An aligned administrative and staff vision must be coupled with an achievable and reasonable scope based on an institution's culture of decision making and willingness to embrace change. Physician sponsorship, their participation in all elements of design and decision making, facilitated communication with clear feedback loops, and careful attention to clinical workflow processes must be established prior to mandating CPOE.

Since some resistance is inevitable, implementers must have in place policies, procedures and consequences to deal with non-compliance.
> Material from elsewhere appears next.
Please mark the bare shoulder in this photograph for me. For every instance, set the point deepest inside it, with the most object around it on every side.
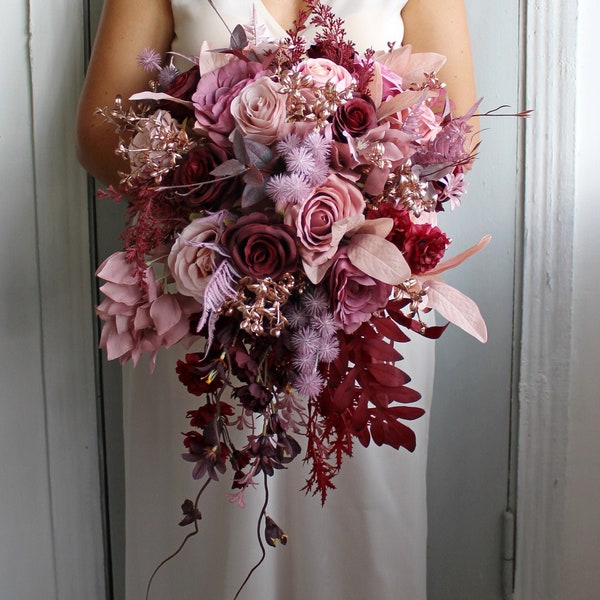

It is a good idea to have the legal department review the CPOE policy before implementing. There should be clear delineation between CPOE non-compliance issues and those of disruptive behavior. Dealing with unprofessional behavior is not the responsibility of the CPOE implementation team and must be referred through appropriate staff channels.


Although we wish to make a case for a mandate, we are not advocating a “big bang” approach. Rarely will institutions have sufficient support resources to facilitate such a house-wide CPOE activation. Rather, we favor a sequential unit-by-unit or department-by-department mandated roll-out (the order based on readiness evaluations).